The chorus of rustics/yokels/villagers is asked to dance (stunning choreography by Damian Czarnecki) as well as sing; the amount of energy each member puts in makes one feels quite exhausted. This must be one of the very best opera company choruses both in volume and diction.
The simple but clever set, by Paul Lazell, leaves a large clear acting space which also seems intimate when required, having a stage within a stage which can be curtained off, a serving hatch for the all-important tea and an upright piano. It is also beautifully painted.
John Wellington Wells, the Sorcerer of the title, is cunningly played as an East-end ‘spiv’, with more than a nod to Arthur Daley, by Richard Gauntlett. He is a very watchable performer and his rendition of Sullivan’s first patter song “My Name is John Wellington Wells” is one of the many highlights of this show. Each word crystal clear and pinging to the rear wall of the auditorium.
The romantic couple, Alexis(Nicholas Sales) and Aline (Ellen Angharad Williams) are very believable, owing to their facial expressions, their heightened dialogue and their gorgeous voices.
Sir Marmaduke, Alexis’ father(Eddie Wade) and Lady Sangazure (Mae Heydorn) make the most of their Act One duet “Welcome Joy”, another of Sullivan’s best creations, and Matthew Kellett as the Vicar is much more than the stereotypical ‘C of E’ priest, which actually does exist. His Act Two duet with Aline, when they fall in love because they have drunk the magic potion is quite poignant, as we know that in reality they both love someone else.
Secondary roles are not only well cast but also well directed: Ros Griffiths, as the pew-opener, Mrs Partlett, is portrayed in a very touching manner, as well as being very funny, and the same applies to Emma Watkinson as the piano-playing Constance, her daughter, who is everything someone called ‘Constance’ should be. Stephen Godward as the Notary is most amusing as is Henry Smith as yet another vicar – Hercules!
Preceding The Sorcerer, as a curtain-raiser, was Gilbert and Sullivan’s much better known 35 minute Trial By Jury, about a breach of promise case. This was first staged in 1875 as an ‘after piece’ for the first London production of Offenbach’s La Perichole and was so successful at the time that many members of the audience did not bother to see La Perichole but just went in for Trial By Jury.(It must have been a long evening, seeing that there was a curtain-raiser as well!)
The new production that I saw, directed by the company’s founder and artistic director, Ian Smith, was a thoroughly traditional one, making a good contrast with what was to follow. It was witty, lively and fast-paced, using many of the soloists from The Sorcerer. Again, the chorus impressed, especially the bridesmaids, with the energy that they brought to the proceedings.

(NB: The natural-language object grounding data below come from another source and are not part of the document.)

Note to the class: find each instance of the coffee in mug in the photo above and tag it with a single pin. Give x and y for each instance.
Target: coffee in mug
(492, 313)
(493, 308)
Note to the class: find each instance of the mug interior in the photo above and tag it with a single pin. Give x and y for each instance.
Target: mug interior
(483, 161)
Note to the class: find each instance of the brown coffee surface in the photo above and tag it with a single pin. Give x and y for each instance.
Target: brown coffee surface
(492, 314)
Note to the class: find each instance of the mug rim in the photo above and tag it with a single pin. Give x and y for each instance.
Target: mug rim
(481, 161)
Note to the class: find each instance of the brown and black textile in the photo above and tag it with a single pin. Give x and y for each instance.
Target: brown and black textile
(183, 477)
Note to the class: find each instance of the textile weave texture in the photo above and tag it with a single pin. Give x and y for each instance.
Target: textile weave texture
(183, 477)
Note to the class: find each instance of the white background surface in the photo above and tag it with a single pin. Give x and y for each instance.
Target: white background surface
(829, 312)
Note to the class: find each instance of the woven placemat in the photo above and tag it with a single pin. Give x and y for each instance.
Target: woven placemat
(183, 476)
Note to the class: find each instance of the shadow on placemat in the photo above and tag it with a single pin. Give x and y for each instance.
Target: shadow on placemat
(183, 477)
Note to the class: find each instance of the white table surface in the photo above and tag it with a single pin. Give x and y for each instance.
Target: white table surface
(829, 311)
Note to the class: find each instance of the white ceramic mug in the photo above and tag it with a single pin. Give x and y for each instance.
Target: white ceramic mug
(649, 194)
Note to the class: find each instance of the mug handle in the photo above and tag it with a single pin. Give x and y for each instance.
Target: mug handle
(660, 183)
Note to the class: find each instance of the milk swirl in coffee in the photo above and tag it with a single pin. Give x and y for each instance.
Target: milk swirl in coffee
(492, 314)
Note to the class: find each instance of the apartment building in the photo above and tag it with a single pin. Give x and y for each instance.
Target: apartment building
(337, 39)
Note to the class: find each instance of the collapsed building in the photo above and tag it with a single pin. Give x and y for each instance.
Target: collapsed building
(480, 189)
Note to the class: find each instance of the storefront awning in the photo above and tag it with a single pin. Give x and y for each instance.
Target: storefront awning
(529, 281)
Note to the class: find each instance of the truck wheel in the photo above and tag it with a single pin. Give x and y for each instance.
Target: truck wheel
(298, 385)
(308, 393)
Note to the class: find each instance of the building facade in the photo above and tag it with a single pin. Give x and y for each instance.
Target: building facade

A jolly romp – as it should be!
The National Gilbert & Sullivan Orchestra played both works with élan and a true sense of style – not just a ‘run through’ for this band of players, but music given as much attention as if it were Mendelssohn. James Hendry, who conducted both works, clearly knows these scores thoroughly and conducts with a lightness and clarity which is most appropriate.
I do strongly recommend this G & S double-bill, especially if you have never seen The Sorcerer – which is highly likely! You will have an uplifting, hilarious time!
The most successful recording of The Sorcerer on CD, although set down in1953, has just been reissued on the Decca Eloquence label. It is in mono, but the sound is very much more than acceptable and all the performances are stylish.
The best recording of Trial By Jury is that made in stereo in 1963. Both are conducted by Isidore Godfrey who had the ability always to make the music sound fresh, and was able to imbue it with a lightness and bounce that few other since have been able to!